Cybercriminals Turn to Supply Chain, Infect New Computers with Malware

Paul Lilly

If you think dealing with bloatware on a new OEM system is a pain in the backside, imagine buying a PC only to find out that it's infected with malware...straight from the factory! Apparently that's something PC shoppers need to be worried about these days, according to an investigation conducted by Microsoft's Digital Crimes Unit (DCU) . The investigation and subsequent sting operation, codenamed "Operation b70," found that several new systems sold in China had malicious software pre-installed.

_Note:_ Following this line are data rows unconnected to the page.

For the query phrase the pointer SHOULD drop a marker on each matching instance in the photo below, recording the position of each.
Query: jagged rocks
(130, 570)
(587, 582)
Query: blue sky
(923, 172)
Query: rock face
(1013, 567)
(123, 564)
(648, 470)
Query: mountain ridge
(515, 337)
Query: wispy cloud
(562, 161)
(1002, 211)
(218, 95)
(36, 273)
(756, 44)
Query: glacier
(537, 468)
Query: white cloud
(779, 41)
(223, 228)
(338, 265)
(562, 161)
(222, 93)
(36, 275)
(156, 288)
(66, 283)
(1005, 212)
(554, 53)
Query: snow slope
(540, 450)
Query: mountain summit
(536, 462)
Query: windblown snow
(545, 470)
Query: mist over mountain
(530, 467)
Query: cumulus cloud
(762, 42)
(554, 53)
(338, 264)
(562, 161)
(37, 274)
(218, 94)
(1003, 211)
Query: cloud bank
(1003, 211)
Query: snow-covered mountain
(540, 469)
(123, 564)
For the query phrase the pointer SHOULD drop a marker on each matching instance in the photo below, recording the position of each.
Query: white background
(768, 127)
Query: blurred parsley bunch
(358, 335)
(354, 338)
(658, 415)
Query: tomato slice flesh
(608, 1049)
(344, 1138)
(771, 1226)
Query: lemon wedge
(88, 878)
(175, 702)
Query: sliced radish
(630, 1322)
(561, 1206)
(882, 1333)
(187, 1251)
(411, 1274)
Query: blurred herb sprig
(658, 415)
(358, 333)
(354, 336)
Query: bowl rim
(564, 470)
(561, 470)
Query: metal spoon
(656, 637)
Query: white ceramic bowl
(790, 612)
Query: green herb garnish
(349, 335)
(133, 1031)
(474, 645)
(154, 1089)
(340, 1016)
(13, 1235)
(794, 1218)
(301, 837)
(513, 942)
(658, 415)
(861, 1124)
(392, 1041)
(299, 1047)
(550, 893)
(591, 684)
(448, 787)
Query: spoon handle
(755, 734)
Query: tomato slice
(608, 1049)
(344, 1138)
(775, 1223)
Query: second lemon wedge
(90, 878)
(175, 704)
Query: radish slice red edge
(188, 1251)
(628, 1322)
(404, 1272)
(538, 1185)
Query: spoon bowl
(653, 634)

In a blog post , Microsoft said it was granted permission to disrupt more than 500 different strains of malware with the potential for targeting millions of innocent people, which comprised the Nitol botnet. Operation b70 came as a result of a study in which Microsoft discovered cybercriminals had started infiltrating unsecure supply chains to "introduce counterfeit software with malware for the purpose of secretly infecting people's computers."

Not surprisingly, Windows was among the counterfeit software, with malware in tow. Microsoft claims that 20 percent of the PCs its researchers purchased from an unsecure supply chain had been infected.

"Making matters worse, the malware was capable of spreading like an infectious disease through devices like USB flash drives, potentially causing the victim’s family, friends and co-workers to become infected with malware when simply sharing computer files," Microsoft said.

All the more reason to roll your own rig, right?